Thus the increase in PPR at short intervals by DGG was occluded by CTZ. This indicates that CTZ and DGG increase the PPR through the same pathway, most likely by relieving AMPAR desensitization. This experiment also indicates that receptor saturation influences PPR at short intervals (3 ms) as much as at longer intervals (e.g., 50 and 100 ms), but that DGG application in the absence of CTZ does not reveal it because of the greater impact of desensitization.

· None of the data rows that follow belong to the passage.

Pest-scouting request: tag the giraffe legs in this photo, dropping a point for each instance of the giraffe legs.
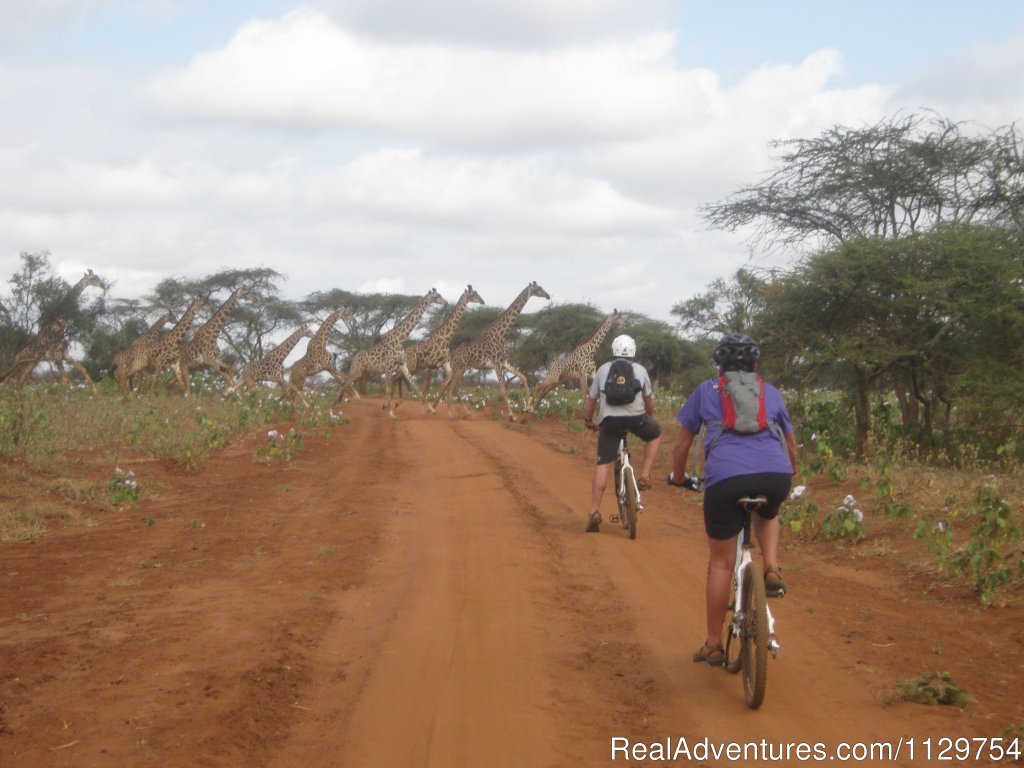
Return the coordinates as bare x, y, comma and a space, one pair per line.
400, 374
81, 370
516, 374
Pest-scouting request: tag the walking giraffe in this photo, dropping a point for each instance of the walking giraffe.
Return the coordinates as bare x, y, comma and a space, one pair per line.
488, 352
316, 359
271, 367
203, 350
50, 344
577, 365
435, 352
387, 356
167, 348
135, 358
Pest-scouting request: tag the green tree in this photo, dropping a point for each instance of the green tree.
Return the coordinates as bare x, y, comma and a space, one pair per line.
931, 317
726, 306
902, 175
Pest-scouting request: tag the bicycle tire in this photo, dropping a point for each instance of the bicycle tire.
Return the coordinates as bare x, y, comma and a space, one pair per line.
755, 645
732, 641
632, 505
620, 501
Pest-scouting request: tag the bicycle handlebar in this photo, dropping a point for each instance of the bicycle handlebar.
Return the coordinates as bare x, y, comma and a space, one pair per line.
690, 482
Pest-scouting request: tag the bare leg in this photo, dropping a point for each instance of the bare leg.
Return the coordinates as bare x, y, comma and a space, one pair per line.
649, 454
721, 559
767, 532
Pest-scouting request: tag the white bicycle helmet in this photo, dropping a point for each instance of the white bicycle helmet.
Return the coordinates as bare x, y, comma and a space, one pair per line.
624, 346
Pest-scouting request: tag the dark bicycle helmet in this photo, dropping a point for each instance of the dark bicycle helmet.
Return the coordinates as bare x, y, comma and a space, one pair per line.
736, 352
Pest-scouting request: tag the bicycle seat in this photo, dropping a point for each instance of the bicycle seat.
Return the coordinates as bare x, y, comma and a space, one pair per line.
753, 502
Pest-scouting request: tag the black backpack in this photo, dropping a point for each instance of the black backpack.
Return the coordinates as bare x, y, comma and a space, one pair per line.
622, 386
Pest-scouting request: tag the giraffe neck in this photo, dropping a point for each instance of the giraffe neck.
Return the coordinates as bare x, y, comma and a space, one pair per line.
324, 332
281, 351
181, 328
154, 331
501, 326
590, 346
446, 330
404, 327
218, 320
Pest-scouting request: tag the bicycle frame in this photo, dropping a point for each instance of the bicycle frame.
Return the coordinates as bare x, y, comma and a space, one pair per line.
627, 487
744, 561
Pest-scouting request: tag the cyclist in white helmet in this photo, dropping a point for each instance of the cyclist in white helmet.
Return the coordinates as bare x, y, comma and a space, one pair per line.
633, 413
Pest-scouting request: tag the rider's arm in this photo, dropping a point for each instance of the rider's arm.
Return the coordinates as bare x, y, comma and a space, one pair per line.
682, 450
791, 446
588, 411
648, 404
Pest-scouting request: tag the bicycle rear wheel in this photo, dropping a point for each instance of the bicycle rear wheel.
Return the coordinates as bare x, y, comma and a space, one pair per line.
755, 638
632, 506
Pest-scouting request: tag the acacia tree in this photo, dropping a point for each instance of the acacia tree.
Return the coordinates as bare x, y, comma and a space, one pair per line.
901, 175
936, 318
725, 306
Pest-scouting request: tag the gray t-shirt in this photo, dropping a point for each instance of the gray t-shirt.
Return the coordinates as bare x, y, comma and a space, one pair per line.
633, 409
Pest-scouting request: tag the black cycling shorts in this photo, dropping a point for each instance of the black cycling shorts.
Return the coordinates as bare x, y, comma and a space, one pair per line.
724, 518
613, 428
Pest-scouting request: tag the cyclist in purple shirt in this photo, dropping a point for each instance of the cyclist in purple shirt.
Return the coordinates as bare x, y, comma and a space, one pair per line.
735, 465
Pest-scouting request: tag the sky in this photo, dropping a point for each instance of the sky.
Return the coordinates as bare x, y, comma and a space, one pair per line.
395, 145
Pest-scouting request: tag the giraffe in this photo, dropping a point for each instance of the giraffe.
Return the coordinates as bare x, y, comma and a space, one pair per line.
316, 358
202, 350
435, 352
271, 367
577, 365
166, 348
135, 357
488, 352
387, 356
50, 344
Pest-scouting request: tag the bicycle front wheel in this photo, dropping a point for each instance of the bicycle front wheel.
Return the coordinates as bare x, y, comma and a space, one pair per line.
732, 635
632, 506
620, 497
755, 638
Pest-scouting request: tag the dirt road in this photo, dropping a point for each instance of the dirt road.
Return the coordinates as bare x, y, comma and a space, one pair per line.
416, 592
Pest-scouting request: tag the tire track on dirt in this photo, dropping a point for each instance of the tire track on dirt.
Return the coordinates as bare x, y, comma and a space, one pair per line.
475, 640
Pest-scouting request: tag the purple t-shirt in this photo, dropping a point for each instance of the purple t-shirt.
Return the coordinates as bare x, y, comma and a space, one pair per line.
735, 454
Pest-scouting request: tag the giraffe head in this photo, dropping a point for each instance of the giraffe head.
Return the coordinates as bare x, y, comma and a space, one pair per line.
433, 297
536, 290
472, 297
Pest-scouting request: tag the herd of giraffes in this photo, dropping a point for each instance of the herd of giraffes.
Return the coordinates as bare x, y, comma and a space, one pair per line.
159, 350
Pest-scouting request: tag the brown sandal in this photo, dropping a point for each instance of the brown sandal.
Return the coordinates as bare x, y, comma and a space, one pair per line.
713, 655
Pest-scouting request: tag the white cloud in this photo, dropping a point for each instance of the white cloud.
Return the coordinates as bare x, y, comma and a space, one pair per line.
553, 141
303, 70
501, 23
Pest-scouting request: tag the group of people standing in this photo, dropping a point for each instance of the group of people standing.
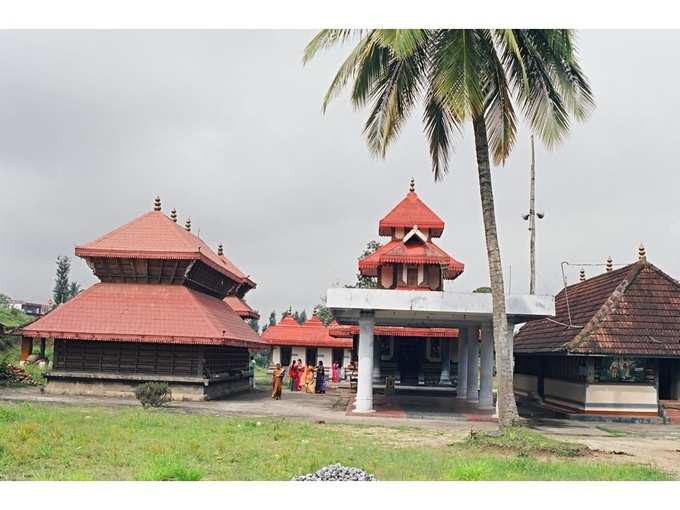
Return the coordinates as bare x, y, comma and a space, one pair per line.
308, 378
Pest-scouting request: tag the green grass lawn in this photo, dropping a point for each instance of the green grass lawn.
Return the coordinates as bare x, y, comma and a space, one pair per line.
46, 442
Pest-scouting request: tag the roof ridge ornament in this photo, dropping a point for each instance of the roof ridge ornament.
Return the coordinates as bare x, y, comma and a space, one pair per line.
642, 253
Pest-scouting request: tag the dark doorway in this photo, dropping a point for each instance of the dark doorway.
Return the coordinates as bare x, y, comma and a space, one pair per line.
310, 355
338, 355
410, 356
286, 353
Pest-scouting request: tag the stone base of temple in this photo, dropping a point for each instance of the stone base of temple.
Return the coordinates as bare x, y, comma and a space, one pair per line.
120, 385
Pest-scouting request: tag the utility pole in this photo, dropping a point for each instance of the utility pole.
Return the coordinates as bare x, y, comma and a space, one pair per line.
532, 220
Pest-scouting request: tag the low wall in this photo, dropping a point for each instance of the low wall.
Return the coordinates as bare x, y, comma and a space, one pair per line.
525, 385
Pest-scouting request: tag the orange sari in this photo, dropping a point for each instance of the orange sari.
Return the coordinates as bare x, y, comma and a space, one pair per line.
277, 383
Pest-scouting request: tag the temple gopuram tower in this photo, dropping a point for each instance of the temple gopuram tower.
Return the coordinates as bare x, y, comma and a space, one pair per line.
410, 259
162, 311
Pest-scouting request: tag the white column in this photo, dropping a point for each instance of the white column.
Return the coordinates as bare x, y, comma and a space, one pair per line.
473, 364
364, 401
461, 388
376, 361
486, 368
445, 376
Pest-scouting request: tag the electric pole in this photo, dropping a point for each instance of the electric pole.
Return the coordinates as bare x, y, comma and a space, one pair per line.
532, 220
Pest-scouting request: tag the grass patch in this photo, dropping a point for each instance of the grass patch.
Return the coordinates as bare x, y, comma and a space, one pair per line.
48, 442
526, 442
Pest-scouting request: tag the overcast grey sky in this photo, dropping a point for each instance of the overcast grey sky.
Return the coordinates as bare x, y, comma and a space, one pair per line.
227, 127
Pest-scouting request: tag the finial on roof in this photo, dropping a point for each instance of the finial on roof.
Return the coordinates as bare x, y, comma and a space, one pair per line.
642, 254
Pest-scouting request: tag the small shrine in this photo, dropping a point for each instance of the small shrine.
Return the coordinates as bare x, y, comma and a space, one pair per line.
167, 308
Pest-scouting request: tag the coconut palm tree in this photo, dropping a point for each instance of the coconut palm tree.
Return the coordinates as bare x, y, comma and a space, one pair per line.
482, 76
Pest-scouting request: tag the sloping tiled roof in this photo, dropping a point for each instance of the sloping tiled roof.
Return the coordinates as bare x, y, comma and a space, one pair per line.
409, 212
413, 252
634, 310
241, 308
155, 236
145, 313
312, 333
350, 331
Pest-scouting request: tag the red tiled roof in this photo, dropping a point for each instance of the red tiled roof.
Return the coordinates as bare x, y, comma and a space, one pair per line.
409, 212
634, 310
145, 313
241, 308
412, 252
155, 236
312, 333
350, 331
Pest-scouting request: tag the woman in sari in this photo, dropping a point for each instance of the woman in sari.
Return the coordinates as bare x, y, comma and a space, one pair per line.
320, 378
292, 375
277, 382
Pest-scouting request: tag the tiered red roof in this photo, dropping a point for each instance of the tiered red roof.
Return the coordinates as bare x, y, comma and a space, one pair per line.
313, 333
155, 236
339, 331
409, 212
242, 308
151, 312
145, 313
633, 311
410, 253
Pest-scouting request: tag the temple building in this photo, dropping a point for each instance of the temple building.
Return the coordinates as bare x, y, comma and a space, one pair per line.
310, 342
410, 327
157, 314
612, 347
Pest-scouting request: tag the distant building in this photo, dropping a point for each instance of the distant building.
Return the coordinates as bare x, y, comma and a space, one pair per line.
611, 349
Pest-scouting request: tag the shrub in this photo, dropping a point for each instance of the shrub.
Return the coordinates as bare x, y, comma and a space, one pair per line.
153, 394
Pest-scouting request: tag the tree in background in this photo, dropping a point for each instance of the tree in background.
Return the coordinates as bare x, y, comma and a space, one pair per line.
60, 294
479, 76
366, 282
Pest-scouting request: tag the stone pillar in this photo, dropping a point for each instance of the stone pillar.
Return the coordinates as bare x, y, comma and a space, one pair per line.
445, 350
364, 400
473, 364
461, 387
486, 368
376, 361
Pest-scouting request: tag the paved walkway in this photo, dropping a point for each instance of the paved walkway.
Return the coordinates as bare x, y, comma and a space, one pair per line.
644, 443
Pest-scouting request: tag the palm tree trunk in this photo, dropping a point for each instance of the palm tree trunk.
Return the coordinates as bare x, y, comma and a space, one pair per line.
507, 408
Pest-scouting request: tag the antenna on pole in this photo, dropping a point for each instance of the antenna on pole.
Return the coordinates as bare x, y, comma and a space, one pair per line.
531, 216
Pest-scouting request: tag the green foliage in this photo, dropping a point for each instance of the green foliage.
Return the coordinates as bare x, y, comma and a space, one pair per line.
461, 75
153, 394
53, 442
61, 294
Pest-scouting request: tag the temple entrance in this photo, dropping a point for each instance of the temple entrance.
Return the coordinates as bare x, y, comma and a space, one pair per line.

Isolating saturation reveals desensitization
We wanted to isolate the effect of DGG on receptor desensitization from its effect on saturation. To do that, we compared the effects of DGG on depressed versus nondepressed EPSCs of similar amplitude. For nondepressed EPSCs, we used our measurements in different Cae from Fig. 3G. These measurements were made on rested synapses, so they report the amount of block by DGG that resulted entirely from changes in the amount of presynaptic neurotransmitter release. We plotted the effect of DGG on EPSCs measured in different Cae (EPSC1DGG,xCae/EPSC1xCae) versus the initial EPSC amplitude (before DGG block), which we normalized to the 3 Cae condition to allow averaging across experiments (i.e., EPSC1xCae/EPSC13Cae) (filled symbols in Fig. 7). We fit these data to a simple power law (y = y0 + Axn) using least-squares, which yielded parameters: y0 = 0.1 ± 0.01, A = 0.11 ± 0.014, and n = 3.66 ± 1.36. We refer to this as the “saturation curve” because its shape depends on the amount of receptor saturation in different Cae. The saturation curve describes the block by DGG of an endbulb EPSC when the only parameter changing is the amount of neurotransmitter release.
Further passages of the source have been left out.